Viernes, 6 de octubre de 2006 | Hoy
ANTICIPO
La semana que viene se presenta en Buenos Aires La Escuelita, relatos testimoniales, el libro que Alicia Partnoy publicó en Estados Unidos en 1986 y que recién este año tendrá su edición en castellano. En una prosa que usa la primera persona para esos relatos que dan cuenta de los mínimos gestos de resistencia en medio de la anomia y el horror del campo de concentración, y la tercera cuando necesita contar con frialdad ese mismo absurdo, Partnoy se suma, como otras mujeres, al relato coral de múltiples testimonios que este mismo año volvieron a inscribirse con fuerza también en el terreno institucional –aunque con características distintas– y que dan cuenta de que sólo hay límites difusos entre la historia y el presente, algunos –como en el caso del testigo desaparecido– terriblemente desdibujados.
Por Liliana Viola
¿Quién dijo que la historia se sitúa en el pasado? Esta pregunta y otros cuestionamientos de tal grado de alerta y de dolor contribuyeron a entornar la puerta para toda una literatura testimonial que comenzó a circular en la Argentina con más fuerza que nunca, ahora que se cumplieron los 30 años del golpe. El testimonio del horror conforma un género difuso, incompleto para quienes busquen respuestas y precisiones. A su vez, elaborado bajo reglas muy diferentes a las de los otros discursos –el jurídico e incluso el de los derechos humanos– que en nuestro país han servido desde el comienzo de la democracia y sobre todo, desde el Juicio a las Juntas para demostrar la falacia de algunos conceptos impuestos, como “los dos demonios”, “la guerra sucia”, “la lucha contra la subversión”. Palabras que se abalanzaron en su momento y que por estos días intentan emerger como si la historia no alcanzara para hacerse cargo del presente. Esta pregunta habrá que hacerla ahora y en voz alta. Pero por sobre todo, se trata de un género único, heredero de la autobiografía y concentrado en la perversión de un instante; tiene el don de dar cuenta del horror en carne propia. “Mientras sea desaparecido –decía Videla hace 30 años– no puede tener tratamiento especial, porque no tiene identidad: no está muerto ni vivo.” Esta suspensión de la identidad, y la avalancha contra el sentido que da tiempo y coartada para que un Estado asesine, tiene, del otro lado, una maquinaria de recuerdos confusos y aparentemente débiles que buscan recuperar el sentido difuminado. El testimonio parece no tener utilidad, valor de cambio, y sin embargo puede situar la historia –y con ella parte de lo inexplicable– en el tiempo presente de quien está leyendo.

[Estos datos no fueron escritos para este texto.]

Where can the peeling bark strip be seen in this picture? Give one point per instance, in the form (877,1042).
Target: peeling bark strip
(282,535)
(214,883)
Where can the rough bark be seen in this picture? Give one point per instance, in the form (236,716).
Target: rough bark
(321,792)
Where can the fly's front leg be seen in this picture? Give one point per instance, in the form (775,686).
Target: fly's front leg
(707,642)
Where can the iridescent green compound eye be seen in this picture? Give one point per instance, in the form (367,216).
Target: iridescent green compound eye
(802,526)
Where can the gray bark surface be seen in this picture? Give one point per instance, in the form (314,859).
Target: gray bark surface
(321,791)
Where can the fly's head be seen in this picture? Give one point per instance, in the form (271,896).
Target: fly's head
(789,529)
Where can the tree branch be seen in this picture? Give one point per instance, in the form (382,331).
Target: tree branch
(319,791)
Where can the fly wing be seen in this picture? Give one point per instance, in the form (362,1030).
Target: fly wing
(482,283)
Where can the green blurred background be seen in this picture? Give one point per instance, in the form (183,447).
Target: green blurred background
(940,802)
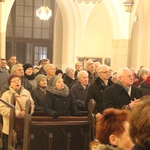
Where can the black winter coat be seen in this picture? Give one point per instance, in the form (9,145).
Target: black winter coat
(38,97)
(116,96)
(64,106)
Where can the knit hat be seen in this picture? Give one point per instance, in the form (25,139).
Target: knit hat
(26,66)
(39,77)
(11,77)
(52,80)
(68,69)
(148,80)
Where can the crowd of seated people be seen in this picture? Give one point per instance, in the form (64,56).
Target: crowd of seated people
(60,94)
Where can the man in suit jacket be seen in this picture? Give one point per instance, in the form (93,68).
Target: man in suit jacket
(96,89)
(122,94)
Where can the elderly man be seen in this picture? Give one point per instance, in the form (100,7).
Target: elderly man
(79,90)
(17,69)
(122,94)
(12,61)
(4,73)
(96,89)
(78,67)
(42,63)
(91,70)
(50,70)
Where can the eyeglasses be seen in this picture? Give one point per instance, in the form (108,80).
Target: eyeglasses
(105,72)
(15,81)
(129,76)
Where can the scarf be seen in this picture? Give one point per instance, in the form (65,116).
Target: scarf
(30,77)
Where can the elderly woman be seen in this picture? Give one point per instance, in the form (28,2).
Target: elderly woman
(143,74)
(112,130)
(21,96)
(70,79)
(58,100)
(140,124)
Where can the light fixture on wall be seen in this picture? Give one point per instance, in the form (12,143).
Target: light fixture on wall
(44,13)
(87,1)
(129,4)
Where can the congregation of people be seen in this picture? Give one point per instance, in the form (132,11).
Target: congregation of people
(57,93)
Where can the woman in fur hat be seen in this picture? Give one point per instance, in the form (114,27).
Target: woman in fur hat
(58,100)
(21,96)
(112,130)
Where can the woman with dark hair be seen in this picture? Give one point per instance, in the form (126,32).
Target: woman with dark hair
(140,124)
(112,130)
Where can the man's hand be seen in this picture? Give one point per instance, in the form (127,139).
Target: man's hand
(22,114)
(133,102)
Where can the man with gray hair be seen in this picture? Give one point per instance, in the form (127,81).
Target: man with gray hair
(79,90)
(50,70)
(96,89)
(17,69)
(90,68)
(122,94)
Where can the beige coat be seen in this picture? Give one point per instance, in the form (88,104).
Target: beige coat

Por estos días comenzaron a reeditarse en castellano algunas obras testimoniales que fueron escritas hace muchos años fuera del país y en otros idiomas. Sorprendería conocer la cantidad de trabajos de este tenor que circularon durante todos estos años de democracia en el exterior, sobre todo en el ámbito universitario, que no tuvieron registro dentro del país. Una visita a Amazon.com da cuenta de muchos títulos que a su vez tuvieron importante repercusión en el público y la crítica extranjeros. La literatura testimonial en América latina es un campo en el que se han destacado las mujeres, señala Nora Strejlevich en El arte de no olvidar (Catálogos, 2006). Es justamente una mujer, Marguerite Feitlowitz, la autora del A Lexicon of Terror..., un libro que publicó la Universidad de Harvard y que, basado en testimonios de numerosas víctimas de la dictadura, reconstruye un glosario de palabras y conceptos tras los cuales se fue construyendo la realidad compartida de aquellos años. Sin pretensión académica ni tampoco melancolía, se suma a esta lista Tales of Disappearence & Survival in Argentina (La Escuelita). Fue publicado hace 20 años en Estados Unidos por Alicia Partnoy, quien ahora lo presenta en Buenos Aires con el título La Escuelita. Relatos testimoniales.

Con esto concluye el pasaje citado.